Venture Local conference focuses on local business movement

More than 100 entrepreneurs and investors gathered Thursday, Oct. 27, for Venture Local, a business conference dedicated to the growing local business movement. Hosted by the Blue Ridge Entrepreneurial Council, the forum brought business people from across the region and speakers from across the nation to the Asheville Renaissance Hotel.

Panelists discussed varied topics from the economic downturn to the Occupy Wall Street movement, but the central focus was Asheville’s business culture of local, sustainable, and social enterprise.

“I think we are getting close to a tipping point,” organizer Matt Raker said of the local business movement. “We’ve got so many great success stories, where this really can broaden out and be a great job creation engine across our region.  Having a vibrant local economy is a crucial area in being able to generate quality jobs.”

Local presenters represented economic sectors from food to fuel, including farmers, bakers, manufacturers and technology-based entrepreneurs. Keynote local speaker Jenn Lapidus presented her company Carolina Ground as a case study in creative local economics. The company bridges the gaps between grain farmers, mills and bakers utilizing the L3C corporate status, she explained.

“The L3C is a new legal entity in North Carolina,” said Lapidus. “It’s a hybrid — mission-driven for-profit, basically.  We established a board made up of farmers and bakers so that we could hear the voice of both. I never realized that this aspect of it would be one of the most exciting things, but it really is.”

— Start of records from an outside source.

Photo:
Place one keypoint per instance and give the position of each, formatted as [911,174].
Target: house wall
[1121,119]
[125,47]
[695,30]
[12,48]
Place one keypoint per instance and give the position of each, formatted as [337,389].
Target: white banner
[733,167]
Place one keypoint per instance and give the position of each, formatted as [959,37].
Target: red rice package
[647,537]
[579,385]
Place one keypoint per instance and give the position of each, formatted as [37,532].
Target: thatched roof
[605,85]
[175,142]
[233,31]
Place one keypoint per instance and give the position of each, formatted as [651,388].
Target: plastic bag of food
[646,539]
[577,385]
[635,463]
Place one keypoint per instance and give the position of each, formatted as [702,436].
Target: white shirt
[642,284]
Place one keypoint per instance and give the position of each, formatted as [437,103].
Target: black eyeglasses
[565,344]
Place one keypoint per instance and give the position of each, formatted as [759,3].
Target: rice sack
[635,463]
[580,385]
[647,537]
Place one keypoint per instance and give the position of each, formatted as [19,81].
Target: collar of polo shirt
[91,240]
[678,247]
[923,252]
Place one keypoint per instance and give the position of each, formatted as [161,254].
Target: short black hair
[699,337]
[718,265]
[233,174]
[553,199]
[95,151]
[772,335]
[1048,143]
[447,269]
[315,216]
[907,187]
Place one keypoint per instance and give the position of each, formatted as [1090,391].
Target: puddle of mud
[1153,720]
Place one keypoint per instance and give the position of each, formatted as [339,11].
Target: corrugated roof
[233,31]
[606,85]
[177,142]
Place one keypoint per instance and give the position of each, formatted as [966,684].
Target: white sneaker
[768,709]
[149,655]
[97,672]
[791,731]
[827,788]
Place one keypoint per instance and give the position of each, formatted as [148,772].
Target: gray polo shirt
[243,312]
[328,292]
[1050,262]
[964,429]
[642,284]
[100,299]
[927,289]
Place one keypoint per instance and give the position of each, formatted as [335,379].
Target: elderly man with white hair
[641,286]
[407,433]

Ideas like the L3C status that can vitalize local start-ups were the focus of the first half of Venture Local’s agenda. A panel — made up of local entrepreneurs from bison farmers to fine furniture manufacturers — fielded questions from the packed room.

The forum also included presentations from representatives of national entrepreneurial organizations like the Business Alliance for Local Living Economies. BALLE spokesperson Christine Ageton told attendees that they were “part of a movement. …

Times are changing,” she continued. “The way we think about money is different. The lines are blurring between for-profit and nonprofit, and we are finding opportunities in those changes.”

The second half of the conference dealt with creative ways to fund local business endeavors. Erin Erenberg of the fundraising website IndieGoGo.com discussed new funding opportunities in social networking.

“A successful entrepreneur is someone who greatly believes in what they are offering,” said Erenburg, adding that Asheville’s locally focused economy had impressed her because it is led by both “the head and the heart.”

Venture Local concluded with a farm-to-table reception, featuring local food from Carolina Bison, whose founder Dr. Frank King was one of the panelists, the Market Place Restaurant, Buchi and Wedge Brewing Company.